When Muslims are arrested and investigated, we’re told by Galloway, German and co, that they are just guilty of simply being Muslim – innocent victims of a paranoid ‘war on terror’. And when some are acquitted, this is cited as further evidence of mindless state victimisation…
A case in point. In January 2002, the BBC reported that 37-year-old Faisal Mostafa and a co-defendant were charged with “plotting to cause ‘terrorist’ explosions in the UK.” Six weeks later, the Manchester Evening News reported that Mostafa had been acquitted. According to The Guardian, he “sobbed in the dock as he was acquitted”. But he was also convicted, according to the same story, to four years “for illegal possession of a pistol with intent to endanger life”.
Remarkably, this wasn’t Mostafa’s first brush with the law. “As well as being acquitted of the 2002 charges, Mostafawas cleared during an earlier trial 13 years ago of conspiring to cause explosions,” the Guardian revealed yesterday.
But yesterday, according to a Bangladesh News story – Militants’ ‘ammo factory’ busted – a terrorist training camp and arms cache masquerading as a madrassa was uncovered, and… “Faisal Mostafa, a Bangladeshi expatriate in London, has been financing the madrasa.” Upon his release he got a job community manager at the Darul Uloom Islamic High School in Sparkbrook. (Quite how a convicted felon gets a job like this is a mystery.)
But soon it appears he was back to his old tricks.

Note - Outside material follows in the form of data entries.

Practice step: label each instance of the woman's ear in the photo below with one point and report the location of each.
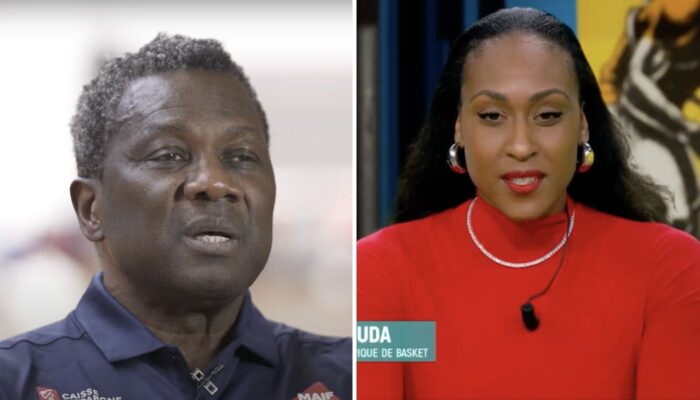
(84, 194)
(458, 128)
(584, 135)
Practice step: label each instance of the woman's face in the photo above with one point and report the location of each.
(520, 121)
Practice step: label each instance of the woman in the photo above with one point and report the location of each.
(546, 269)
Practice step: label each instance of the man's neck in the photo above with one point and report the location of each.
(198, 332)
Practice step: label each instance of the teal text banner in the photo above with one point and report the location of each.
(398, 341)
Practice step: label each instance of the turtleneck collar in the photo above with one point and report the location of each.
(517, 241)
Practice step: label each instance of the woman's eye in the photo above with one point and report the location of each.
(490, 116)
(550, 115)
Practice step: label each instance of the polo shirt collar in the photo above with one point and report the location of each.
(113, 328)
(254, 332)
(120, 335)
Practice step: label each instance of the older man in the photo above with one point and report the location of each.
(176, 189)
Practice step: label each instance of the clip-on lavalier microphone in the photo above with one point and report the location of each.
(527, 310)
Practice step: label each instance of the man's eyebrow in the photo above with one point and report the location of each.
(501, 97)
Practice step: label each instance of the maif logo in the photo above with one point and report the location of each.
(317, 391)
(47, 394)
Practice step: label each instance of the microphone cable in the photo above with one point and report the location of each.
(527, 310)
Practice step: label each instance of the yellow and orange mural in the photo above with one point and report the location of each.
(646, 56)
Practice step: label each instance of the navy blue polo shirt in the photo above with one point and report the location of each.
(102, 352)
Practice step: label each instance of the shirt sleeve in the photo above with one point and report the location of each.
(379, 298)
(669, 357)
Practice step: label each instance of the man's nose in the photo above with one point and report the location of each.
(210, 180)
(521, 144)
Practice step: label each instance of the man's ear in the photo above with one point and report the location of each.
(84, 193)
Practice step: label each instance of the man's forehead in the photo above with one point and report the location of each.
(192, 88)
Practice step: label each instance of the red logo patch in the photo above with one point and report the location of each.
(47, 394)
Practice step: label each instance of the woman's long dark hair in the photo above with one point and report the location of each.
(612, 185)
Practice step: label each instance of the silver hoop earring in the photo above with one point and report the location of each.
(586, 158)
(453, 159)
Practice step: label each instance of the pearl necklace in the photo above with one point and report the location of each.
(512, 264)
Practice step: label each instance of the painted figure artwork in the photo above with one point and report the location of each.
(652, 83)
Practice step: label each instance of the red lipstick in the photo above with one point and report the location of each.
(523, 182)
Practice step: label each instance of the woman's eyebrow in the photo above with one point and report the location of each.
(502, 97)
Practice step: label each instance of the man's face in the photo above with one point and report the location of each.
(188, 190)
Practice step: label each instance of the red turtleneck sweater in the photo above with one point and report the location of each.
(621, 320)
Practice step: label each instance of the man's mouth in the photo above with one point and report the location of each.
(213, 237)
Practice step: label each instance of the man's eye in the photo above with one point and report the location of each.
(168, 156)
(490, 116)
(241, 157)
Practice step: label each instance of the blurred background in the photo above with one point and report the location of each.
(298, 56)
(645, 54)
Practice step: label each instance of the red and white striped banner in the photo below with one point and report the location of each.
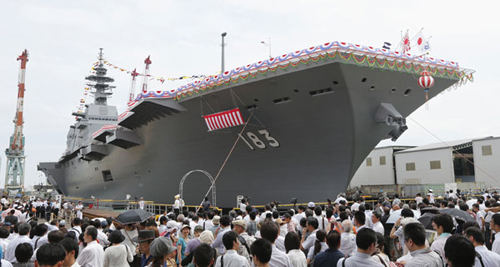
(224, 119)
(104, 128)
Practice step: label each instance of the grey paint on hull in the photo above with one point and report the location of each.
(322, 140)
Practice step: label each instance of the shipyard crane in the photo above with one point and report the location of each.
(14, 174)
(148, 62)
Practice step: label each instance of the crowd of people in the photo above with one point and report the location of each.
(386, 233)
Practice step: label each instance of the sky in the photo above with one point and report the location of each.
(183, 38)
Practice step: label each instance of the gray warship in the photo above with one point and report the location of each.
(295, 126)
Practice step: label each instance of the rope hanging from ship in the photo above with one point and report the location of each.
(227, 158)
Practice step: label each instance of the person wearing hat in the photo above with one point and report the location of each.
(162, 250)
(79, 209)
(117, 254)
(177, 204)
(215, 222)
(182, 243)
(193, 243)
(244, 240)
(141, 203)
(231, 257)
(93, 253)
(225, 226)
(430, 196)
(144, 239)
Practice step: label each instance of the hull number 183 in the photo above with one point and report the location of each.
(259, 141)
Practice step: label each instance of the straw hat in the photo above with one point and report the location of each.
(161, 246)
(207, 237)
(241, 223)
(116, 237)
(144, 236)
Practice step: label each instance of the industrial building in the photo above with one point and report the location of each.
(471, 163)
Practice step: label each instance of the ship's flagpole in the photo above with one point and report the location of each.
(225, 161)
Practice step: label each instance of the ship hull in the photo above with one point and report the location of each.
(300, 142)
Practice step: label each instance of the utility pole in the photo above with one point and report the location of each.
(131, 97)
(14, 174)
(222, 60)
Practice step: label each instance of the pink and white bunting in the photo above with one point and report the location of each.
(224, 119)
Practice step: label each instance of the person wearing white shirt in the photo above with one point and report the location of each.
(93, 254)
(225, 223)
(50, 253)
(359, 220)
(300, 214)
(79, 210)
(292, 248)
(418, 198)
(208, 224)
(460, 251)
(177, 204)
(367, 244)
(319, 246)
(243, 205)
(270, 230)
(141, 203)
(261, 253)
(312, 227)
(231, 257)
(322, 221)
(377, 225)
(77, 229)
(495, 226)
(4, 238)
(347, 240)
(421, 254)
(489, 258)
(24, 231)
(368, 216)
(480, 214)
(71, 249)
(443, 225)
(163, 225)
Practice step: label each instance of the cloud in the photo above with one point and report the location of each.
(183, 38)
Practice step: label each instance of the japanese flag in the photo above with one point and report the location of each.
(422, 43)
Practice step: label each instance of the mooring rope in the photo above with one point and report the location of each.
(225, 161)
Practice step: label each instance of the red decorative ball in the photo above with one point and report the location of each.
(425, 81)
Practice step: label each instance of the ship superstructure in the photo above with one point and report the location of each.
(308, 120)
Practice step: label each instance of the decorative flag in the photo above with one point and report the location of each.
(422, 43)
(224, 119)
(405, 42)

Apparently he tried to take a gun onto a plane last year, was arrested and received a suspended sentence.
And despite all this, he still managed to head up a charity – the Green Crescent. From the Guardian:
A spokesman from counter-terrorism thinktank the Quilliam Foundation added: “If the Green Crescent charity has indeed been involved in militant activity, this will reflect very poorly on the Charity Commission, particularly given that Mostafa, the head of the charity, had previously been put on trial twice for terrorist offences. Ineffectiveness by the commission in identifying and tackling extremist charities leads to the British taxpayer directly subsiding militancy and extremism.”
But a Charity Commission spokesman said the reported activities said to be run under the auspices of UK charity Green Crescent Bangladesh UK raise “very serious concerns”.
ITN News say the charity received £60,000 last year. The Charity Commission says it will investigate. I wonder if it is up to the job.
His parents are protesting his innocence. So is he? Is it possible that lightning has struck this unfortunate chap four times, creating a little smoke but no fire?